This evening I found out what a bikini bridge is. I wasn’t seeking out this knowledge; I was reading the news and it popped out at me, unbidden. The trouble is, now I can’t ever un-know it (to give you a chance, I’m not linking to the piece in question). Bikini bridges will henceforth be stored in my brain alongside thigh gaps, muffin tops, bingo wings, cankles and a million other terms which exist solely to make women hate their bodies a great deal and their minds even more.
To be fair, I wouldn’t know about any of these phenomena if it wasn’t for all the hand-wringing articles which document how “everybody” (i.e. no one) is talking about them already. Indeed, there are few things more damaging to those who already have eating disorders than today’s ever-present ED concern trolling. If journalists were not so “concerned” about anorexia and bulimia those of us with EDs could go back to creating our own arbitrary thinness tests without fretting over which of these now gets external endorsement. Not worried about the thigh gap? Well, you should be. Everybody else is! To someone with an eating disorder it starts to feel arrogant not to tick all the body paranoia boxes. After all, it’s not as though you’re someone special. On the contrary, you’re useless, a non-person. How could you possibly let yourself off the hook regarding thigh gaps when “everybody” – including the “normal” people – is panicking about them, too?

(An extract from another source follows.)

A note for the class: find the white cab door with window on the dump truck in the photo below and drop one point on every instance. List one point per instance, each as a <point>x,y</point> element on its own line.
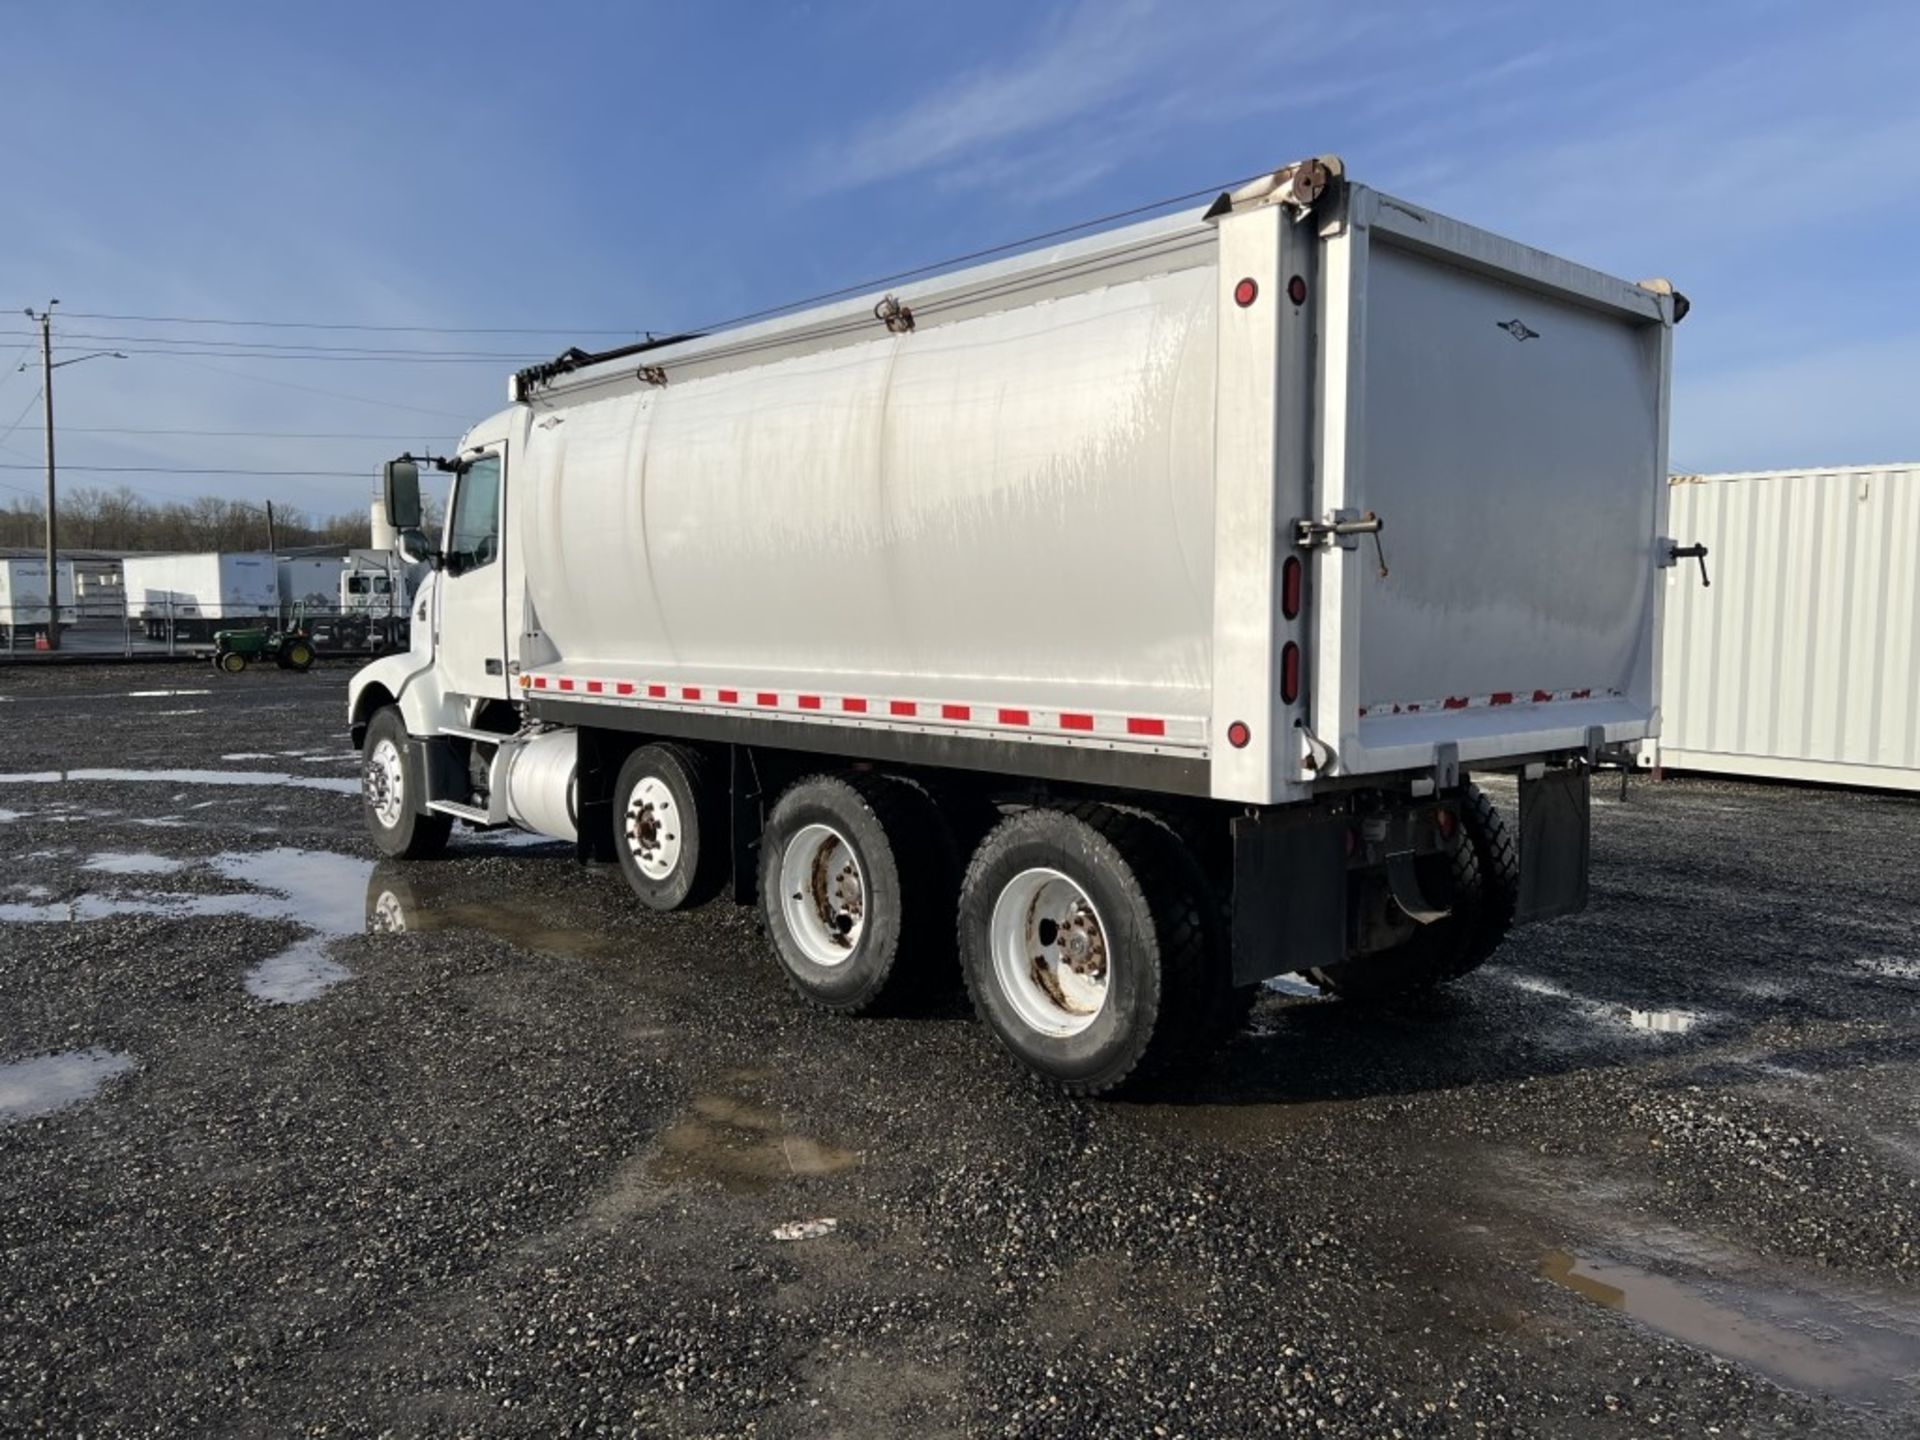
<point>471,625</point>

At the same time, these articles never fail to make it clear that worrying about such trifles is stupid and means, not only that you are fat, but that you are a bad person to boot. If you can’t be thin, why can’t you at least be more like Lena Dunham, trotting naked around the set of a hit TV show you write, produce and star in? Or Gabourey Sidibe, silencing the Golden Globe body fascists by casually referring to your private jet and dream job? It’s fine to recognize body image worries as pointless and trivial, providing you are also really fucking exceptional in other ways (sadly, the chances are, you’re not. So you’re back to thinking you’re a hateful blob of ugliness, albeit with the added sting of knowing you’re self-indulgent and foolish for even feeling this way).
When I think back to the worst of my experiences with anorexia, I’m unsure whether to see it as a terrible time in a situation beyond my control, or to hate myself for being such a total knob. I know that plenty of people at the time – many of them medical professionals – did indeed see me as a total knob, or worse, and treated me accordingly. The perception that worries about size and shape, however extreme, are markers of privilege (haven’t you anything better to worry about?) follows some women to their painful deaths. Hence when I read about bikini bridges and thinspiration, I wonder about the connections that will be made, and the impact that these will have on responses to seriously ill people. I wonder whether, once again, we will be forced to draw arbitrary dividing lines between the harm done by trauma and abuse, and that done by the hectoring of misogynist popular culture. I sometimes think “well, at least I can think of worse things to blame for being ill. Otherwise, what kind of a fool would I be?”
There’s no returning to a time of innocence when “body shocks” and “size zero horror” were not, apparently, all around us. The pressure to look, but also not to have any meaningful response, is overwhelming. It only becomes irrelevant when the right to take up space in the world starts to feel like second nature. For most of us, for so many different reasons, that is not how it feels. It will take more than the wilful naming of yet another body panic to change this.